My garage smells of creosote. The clean, tarry odour is wafting off the bundle of five metal fencing posts I bought this afternoon at my local Builders’ Warehouse. I need the posts to stake up my collapsing Cup of Gold creeper. It’s grown too heavy for the original wooden trellis that provided support when I originally planted the creeper.
Finding the fencing posts in the cavernous warehouse was a mission, and fitting them into my small car was another challenge. I know, with certainty, that the creosote has rubbed off onto the floor mats in the back, but you know what? creosote is black and so are the floor mats. Isn’t that fortunate? And I’m no petrol-head so I won’t be diligently scrubbing the mats to remove the traces of creosote, always assuming I could actually find the stained bits on the black flooring. I love the smell of creosote, so if I’m now driving a creosote-scented car, I shall sit back and enjoy the odour.
Just in case you’re puzzled by the red and white tape wrapped round the posts, that was the bright idea of the young man who carried the posts from the vast warehouse to my car. Understandably, he wasn’t keen to be covered in sticky creosote. And as a bonus point, the red and white provides a nice visual contrast to the black metal.
I suppose the manufacturers coat the posts with creosote to deter rusting. Fat chance, living three kms away from the coast. The salty air is not kind to metal or paintwork.
The smell of creosote manages to be both clean and slightly antiseptic, as well as tarry and aromatic. In bygone days wooden poles were always creosoted to prevent the termites from chomping through the timber. I remember from my Central African childhood how determined those hungry little ants can be. Seemingly solid door frames would suddenly crumble and disappear, the interior long since devoured by the white ants. So creosote was liberally applied.

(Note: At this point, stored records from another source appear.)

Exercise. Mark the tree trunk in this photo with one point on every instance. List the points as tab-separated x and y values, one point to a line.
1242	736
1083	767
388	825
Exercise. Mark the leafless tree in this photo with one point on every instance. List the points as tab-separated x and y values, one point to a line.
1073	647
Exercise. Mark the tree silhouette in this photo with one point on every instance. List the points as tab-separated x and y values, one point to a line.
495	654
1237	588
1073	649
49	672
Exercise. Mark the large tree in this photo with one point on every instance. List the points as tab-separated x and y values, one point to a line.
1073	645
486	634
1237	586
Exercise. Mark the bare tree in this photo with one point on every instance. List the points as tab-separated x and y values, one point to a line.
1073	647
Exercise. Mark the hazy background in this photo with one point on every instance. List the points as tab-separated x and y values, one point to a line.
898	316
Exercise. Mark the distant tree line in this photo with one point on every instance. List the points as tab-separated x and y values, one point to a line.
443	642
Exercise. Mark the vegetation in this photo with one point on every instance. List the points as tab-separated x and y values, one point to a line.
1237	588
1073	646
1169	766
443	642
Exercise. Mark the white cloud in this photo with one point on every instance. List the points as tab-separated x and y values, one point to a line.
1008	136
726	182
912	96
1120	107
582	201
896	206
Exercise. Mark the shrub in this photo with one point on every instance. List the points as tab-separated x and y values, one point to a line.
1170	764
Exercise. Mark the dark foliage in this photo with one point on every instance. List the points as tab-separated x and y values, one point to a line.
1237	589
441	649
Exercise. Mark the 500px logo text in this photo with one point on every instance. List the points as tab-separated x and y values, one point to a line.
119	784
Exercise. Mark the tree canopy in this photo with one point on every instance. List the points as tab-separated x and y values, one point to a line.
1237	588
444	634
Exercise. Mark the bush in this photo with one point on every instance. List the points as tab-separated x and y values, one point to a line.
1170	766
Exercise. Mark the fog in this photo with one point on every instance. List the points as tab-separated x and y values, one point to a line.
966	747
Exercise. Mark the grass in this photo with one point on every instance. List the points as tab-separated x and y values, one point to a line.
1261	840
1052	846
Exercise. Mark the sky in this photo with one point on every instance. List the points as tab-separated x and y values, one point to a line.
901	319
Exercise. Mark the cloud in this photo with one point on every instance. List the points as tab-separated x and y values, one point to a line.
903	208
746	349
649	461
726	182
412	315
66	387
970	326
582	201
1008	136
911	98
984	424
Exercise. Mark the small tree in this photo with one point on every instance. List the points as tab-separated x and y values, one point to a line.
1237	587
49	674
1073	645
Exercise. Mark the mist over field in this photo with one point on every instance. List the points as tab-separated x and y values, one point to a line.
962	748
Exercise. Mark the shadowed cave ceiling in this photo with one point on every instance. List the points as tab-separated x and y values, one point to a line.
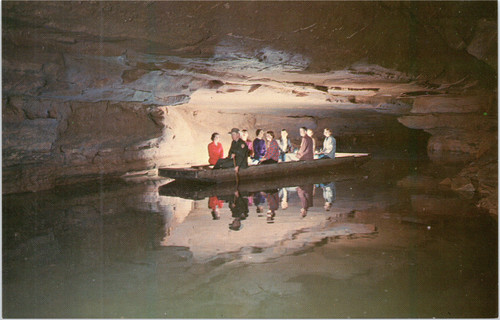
96	88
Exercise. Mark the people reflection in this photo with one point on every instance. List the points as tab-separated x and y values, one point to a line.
239	210
329	194
305	193
259	198
284	198
214	203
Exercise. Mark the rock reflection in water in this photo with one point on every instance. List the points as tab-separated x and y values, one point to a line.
297	224
129	250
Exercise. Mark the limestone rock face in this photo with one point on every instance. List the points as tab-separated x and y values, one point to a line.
106	88
484	44
462	127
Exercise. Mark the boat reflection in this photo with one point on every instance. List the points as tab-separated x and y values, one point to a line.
271	218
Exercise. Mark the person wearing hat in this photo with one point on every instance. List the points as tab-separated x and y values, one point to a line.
238	153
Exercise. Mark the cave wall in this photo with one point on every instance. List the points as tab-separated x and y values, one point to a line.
105	88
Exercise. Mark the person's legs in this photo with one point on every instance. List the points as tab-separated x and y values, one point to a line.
224	163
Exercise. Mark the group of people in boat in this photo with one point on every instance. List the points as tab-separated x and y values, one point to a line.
267	149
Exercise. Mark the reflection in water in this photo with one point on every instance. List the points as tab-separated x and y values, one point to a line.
305	193
365	249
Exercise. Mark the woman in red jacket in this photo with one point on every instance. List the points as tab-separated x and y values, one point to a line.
215	150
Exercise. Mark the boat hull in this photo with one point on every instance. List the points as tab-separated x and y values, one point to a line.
205	174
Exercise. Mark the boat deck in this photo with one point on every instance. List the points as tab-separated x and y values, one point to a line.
205	173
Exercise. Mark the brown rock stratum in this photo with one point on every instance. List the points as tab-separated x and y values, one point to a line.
93	89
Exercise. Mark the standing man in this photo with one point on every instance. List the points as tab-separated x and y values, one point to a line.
329	146
306	151
259	145
238	152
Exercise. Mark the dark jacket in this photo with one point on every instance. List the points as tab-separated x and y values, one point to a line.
259	148
240	149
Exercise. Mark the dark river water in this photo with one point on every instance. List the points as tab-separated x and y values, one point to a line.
392	244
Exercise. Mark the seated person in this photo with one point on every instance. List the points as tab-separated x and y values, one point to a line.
238	153
215	149
259	145
272	150
306	151
329	146
244	137
285	144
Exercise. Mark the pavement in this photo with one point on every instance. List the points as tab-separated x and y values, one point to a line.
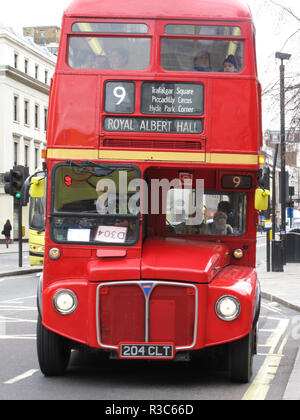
282	287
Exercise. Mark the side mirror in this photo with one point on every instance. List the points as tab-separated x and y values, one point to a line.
37	187
262	199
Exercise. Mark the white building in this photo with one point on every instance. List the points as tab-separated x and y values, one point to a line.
26	70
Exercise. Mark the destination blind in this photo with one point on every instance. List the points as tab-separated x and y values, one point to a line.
172	98
153	125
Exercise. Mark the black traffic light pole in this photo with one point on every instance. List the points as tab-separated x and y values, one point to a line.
14	181
20	231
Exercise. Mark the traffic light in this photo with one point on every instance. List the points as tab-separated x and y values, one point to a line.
8	182
14	180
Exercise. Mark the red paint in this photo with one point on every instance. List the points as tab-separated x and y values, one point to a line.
232	125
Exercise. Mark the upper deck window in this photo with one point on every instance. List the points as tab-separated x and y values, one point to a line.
203	30
110	28
203	55
117	53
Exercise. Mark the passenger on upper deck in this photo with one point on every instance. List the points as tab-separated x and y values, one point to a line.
101	62
230	64
119	58
202	62
219	225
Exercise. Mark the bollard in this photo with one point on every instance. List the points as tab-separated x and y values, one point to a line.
277	256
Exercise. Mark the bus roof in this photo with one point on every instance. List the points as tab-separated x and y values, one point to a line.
160	9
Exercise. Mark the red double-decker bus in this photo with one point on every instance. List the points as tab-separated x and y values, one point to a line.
152	162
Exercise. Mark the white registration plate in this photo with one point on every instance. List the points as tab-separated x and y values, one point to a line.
147	351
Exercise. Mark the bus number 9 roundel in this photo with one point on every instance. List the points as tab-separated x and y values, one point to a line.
119	97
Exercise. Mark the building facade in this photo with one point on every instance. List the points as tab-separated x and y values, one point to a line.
26	70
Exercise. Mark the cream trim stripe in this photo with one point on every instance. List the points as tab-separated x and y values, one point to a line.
213	158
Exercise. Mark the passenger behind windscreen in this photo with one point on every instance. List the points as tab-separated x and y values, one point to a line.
202	62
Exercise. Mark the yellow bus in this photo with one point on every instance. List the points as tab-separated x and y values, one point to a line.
36	236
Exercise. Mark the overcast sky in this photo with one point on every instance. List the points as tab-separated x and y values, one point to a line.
19	13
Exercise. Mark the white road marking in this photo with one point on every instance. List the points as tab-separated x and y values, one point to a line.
262	382
19	378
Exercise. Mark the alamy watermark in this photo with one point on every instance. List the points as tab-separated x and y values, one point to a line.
175	197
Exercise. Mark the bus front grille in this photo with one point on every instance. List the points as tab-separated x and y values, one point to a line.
147	311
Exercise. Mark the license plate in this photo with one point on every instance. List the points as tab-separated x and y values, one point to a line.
147	351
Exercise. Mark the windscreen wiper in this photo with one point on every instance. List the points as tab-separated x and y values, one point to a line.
101	170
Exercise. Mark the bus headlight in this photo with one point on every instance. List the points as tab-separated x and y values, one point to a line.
65	302
228	308
238	254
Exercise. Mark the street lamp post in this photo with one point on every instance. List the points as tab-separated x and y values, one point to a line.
282	57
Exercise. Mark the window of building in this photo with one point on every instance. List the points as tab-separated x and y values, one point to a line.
16	108
16	152
26	112
36	157
15	60
36	116
104	53
26	155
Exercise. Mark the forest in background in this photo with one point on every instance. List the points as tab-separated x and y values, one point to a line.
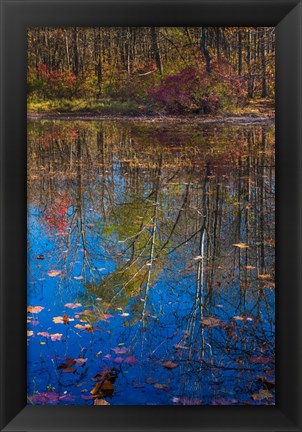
151	70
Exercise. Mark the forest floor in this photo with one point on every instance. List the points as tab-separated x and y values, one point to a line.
255	111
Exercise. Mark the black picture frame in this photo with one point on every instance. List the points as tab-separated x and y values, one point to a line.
16	16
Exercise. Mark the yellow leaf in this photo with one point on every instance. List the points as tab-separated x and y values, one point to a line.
34	309
54	273
241	245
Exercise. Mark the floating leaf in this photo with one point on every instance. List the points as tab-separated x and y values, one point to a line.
87	327
241	245
44	334
58	320
265	277
169	365
56	336
198	258
211	322
73	305
160	386
263	394
178	346
119	350
80	361
34	309
100	402
224	401
54	273
130	360
263	360
242	318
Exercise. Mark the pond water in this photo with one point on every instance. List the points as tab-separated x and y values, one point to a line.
151	254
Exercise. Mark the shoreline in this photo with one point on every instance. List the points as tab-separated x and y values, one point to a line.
190	118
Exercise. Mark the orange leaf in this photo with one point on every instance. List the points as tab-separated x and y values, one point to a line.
34	309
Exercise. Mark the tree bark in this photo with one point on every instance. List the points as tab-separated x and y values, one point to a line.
155	49
203	43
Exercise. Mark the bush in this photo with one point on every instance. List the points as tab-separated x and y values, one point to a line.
194	90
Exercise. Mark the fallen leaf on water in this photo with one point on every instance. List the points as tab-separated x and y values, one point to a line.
269	383
54	273
119	350
211	322
105	317
73	305
44	334
265	277
58	320
177	346
169	365
65	319
130	360
224	401
242	318
87	327
68	362
56	336
34	309
160	386
68	370
263	394
241	245
263	360
96	388
198	258
100	402
80	361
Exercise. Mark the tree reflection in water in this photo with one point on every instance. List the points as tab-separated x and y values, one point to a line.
160	240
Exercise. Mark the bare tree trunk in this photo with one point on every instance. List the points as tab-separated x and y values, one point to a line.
155	49
203	43
75	52
263	65
239	53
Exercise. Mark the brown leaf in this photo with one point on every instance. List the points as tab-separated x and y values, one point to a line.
100	402
211	322
160	386
65	319
170	365
269	384
54	273
107	388
44	334
263	360
34	309
73	305
263	394
56	336
96	388
66	370
241	245
265	277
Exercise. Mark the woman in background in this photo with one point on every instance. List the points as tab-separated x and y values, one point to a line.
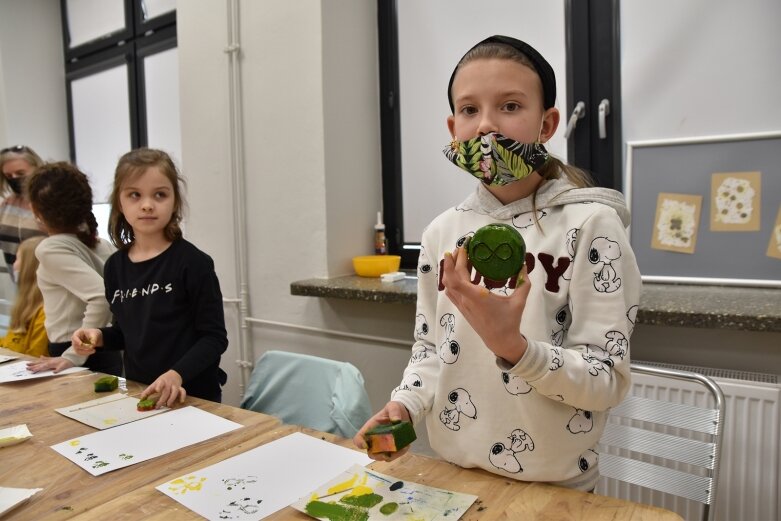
26	331
17	221
71	271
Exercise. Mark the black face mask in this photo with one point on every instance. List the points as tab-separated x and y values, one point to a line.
16	184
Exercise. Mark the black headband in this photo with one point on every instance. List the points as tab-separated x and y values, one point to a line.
541	66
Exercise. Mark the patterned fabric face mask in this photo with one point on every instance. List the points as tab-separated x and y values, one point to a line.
496	160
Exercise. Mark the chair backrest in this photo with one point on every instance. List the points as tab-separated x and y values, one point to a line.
665	446
315	392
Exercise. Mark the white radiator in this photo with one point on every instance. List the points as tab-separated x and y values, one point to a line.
749	486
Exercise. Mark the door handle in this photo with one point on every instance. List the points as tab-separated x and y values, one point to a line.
577	113
603	111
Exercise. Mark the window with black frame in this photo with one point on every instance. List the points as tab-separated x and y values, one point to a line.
121	71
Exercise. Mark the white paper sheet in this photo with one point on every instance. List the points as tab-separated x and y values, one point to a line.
18	371
361	493
257	483
132	443
13	497
110	411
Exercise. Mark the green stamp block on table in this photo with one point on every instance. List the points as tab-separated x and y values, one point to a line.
390	437
497	251
106	384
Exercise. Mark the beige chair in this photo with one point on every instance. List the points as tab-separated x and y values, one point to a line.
672	448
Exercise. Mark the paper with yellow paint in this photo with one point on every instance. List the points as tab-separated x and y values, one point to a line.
109	411
366	495
111	449
255	484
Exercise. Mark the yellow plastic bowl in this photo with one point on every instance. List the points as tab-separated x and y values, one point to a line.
376	265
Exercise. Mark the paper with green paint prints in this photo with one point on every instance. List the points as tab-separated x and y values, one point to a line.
360	494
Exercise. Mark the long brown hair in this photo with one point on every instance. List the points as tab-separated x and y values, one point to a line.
28	295
61	196
130	167
554	167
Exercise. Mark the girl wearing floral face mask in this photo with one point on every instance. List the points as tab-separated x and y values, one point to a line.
17	221
515	376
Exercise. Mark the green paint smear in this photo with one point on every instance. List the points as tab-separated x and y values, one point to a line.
364	500
335	512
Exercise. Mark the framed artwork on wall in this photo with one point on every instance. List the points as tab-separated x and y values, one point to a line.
720	193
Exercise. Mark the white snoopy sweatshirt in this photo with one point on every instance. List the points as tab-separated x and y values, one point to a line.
540	419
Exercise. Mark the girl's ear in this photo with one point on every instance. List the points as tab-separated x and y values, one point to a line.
550	122
451	126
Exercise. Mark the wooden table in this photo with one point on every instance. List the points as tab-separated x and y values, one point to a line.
129	493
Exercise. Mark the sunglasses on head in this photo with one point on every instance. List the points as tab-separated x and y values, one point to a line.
15	148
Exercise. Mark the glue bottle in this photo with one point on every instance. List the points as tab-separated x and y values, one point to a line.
380	242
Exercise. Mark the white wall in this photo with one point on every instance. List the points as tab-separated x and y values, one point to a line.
312	165
699	68
32	78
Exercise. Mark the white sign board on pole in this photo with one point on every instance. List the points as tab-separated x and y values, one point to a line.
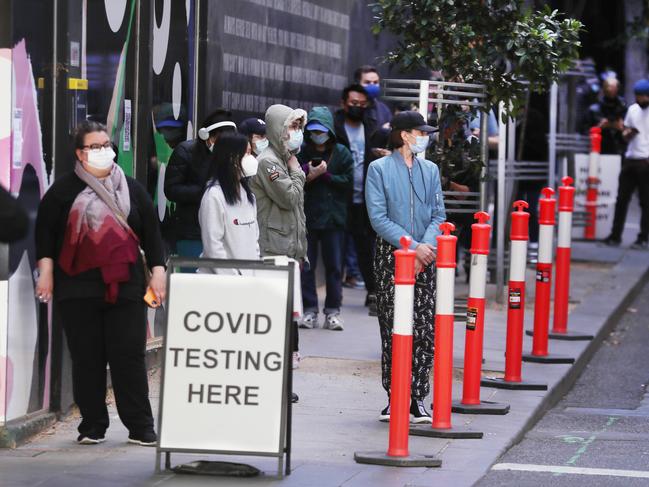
224	366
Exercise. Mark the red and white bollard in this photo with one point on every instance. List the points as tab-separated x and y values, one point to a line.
544	285
398	453
444	320
474	338
519	236
562	274
593	182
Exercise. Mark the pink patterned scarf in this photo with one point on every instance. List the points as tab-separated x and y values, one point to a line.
95	237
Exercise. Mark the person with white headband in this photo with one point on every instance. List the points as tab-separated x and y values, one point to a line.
185	180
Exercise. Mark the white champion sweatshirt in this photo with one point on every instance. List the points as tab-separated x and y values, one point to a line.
228	231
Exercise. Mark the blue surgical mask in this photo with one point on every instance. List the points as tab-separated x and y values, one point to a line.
260	145
296	137
373	91
320	139
421	144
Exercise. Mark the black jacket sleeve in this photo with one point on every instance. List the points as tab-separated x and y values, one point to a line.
13	219
150	237
178	185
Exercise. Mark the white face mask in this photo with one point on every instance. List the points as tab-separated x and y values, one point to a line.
101	158
249	166
260	145
295	139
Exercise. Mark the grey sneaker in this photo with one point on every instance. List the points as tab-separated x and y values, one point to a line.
333	322
309	320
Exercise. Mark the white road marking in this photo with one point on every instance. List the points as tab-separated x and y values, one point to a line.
612	472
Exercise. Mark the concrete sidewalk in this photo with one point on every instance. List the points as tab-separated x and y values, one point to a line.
340	398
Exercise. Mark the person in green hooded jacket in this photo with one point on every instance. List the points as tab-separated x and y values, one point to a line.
328	166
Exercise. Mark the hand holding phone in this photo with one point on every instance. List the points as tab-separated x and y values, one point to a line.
151	299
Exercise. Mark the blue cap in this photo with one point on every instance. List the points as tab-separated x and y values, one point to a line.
641	87
316	126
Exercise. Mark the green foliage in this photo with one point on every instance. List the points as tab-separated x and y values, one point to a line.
493	42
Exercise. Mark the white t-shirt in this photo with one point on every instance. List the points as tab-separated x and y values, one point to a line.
638	118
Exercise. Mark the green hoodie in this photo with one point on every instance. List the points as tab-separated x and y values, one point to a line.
326	197
279	191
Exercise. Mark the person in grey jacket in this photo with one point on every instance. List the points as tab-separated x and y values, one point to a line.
404	197
279	185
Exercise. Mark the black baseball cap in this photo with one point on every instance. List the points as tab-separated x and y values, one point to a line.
410	120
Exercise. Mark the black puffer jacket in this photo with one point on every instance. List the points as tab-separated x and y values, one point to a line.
185	180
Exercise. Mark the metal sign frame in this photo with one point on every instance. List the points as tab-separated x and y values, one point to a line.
284	447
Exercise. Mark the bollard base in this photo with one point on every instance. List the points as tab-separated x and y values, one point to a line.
454	433
500	383
485	407
569	336
548	359
382	458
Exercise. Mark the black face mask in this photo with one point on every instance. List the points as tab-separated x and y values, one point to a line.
355	113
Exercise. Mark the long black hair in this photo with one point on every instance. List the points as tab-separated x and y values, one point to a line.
225	167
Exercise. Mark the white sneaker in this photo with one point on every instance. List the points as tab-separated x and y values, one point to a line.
309	320
296	360
333	322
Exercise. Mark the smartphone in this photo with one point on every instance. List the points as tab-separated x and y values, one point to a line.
151	299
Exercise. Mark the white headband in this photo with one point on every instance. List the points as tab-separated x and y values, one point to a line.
204	132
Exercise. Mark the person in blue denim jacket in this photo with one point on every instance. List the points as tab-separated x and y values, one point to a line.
403	194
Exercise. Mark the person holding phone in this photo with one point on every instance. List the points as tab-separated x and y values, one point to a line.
90	227
329	167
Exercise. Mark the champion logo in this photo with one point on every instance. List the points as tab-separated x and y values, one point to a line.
237	222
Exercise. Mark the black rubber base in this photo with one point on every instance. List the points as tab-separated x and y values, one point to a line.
412	460
548	359
570	336
452	433
499	383
485	407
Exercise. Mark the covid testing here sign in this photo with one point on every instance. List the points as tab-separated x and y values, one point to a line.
225	377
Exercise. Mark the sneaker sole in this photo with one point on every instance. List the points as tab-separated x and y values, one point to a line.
142	443
90	441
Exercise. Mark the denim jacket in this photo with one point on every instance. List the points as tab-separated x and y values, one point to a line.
402	201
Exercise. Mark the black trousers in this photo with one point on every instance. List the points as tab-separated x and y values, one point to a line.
634	174
364	236
99	333
423	333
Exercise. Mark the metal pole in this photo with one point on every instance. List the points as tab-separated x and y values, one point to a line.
552	148
484	149
500	210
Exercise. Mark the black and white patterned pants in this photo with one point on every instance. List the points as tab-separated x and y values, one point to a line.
423	324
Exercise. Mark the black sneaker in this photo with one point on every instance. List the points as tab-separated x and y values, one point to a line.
384	417
145	439
419	413
612	241
90	439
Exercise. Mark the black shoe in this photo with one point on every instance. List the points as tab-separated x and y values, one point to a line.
419	413
90	439
384	417
145	439
612	241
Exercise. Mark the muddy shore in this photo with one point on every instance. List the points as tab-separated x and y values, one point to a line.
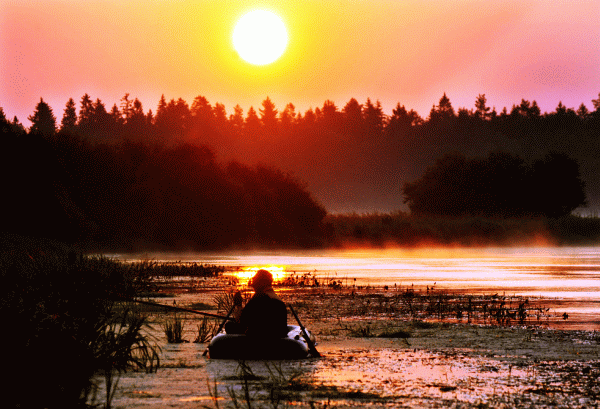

Today’s creosote reminds me of another tarry odour : that of Lapsang Souchong tea. I enjoy Lapsang Souchong, with its smoky, tarry flavour. Not everyone’s favourite , for sure, but I like it. I was introduced to Lapsang Souchong years ago by a very exotic lady, who’d grown up in the Andaman Islands in the Indian Ocean. Quite why or how she’d come across it I’m not sure, but perhaps it was a 1920’s fad? Or maybe her mother enjoyed it? I shall never know, but the sticky metal poles in my garage certainly have evoked memories for me.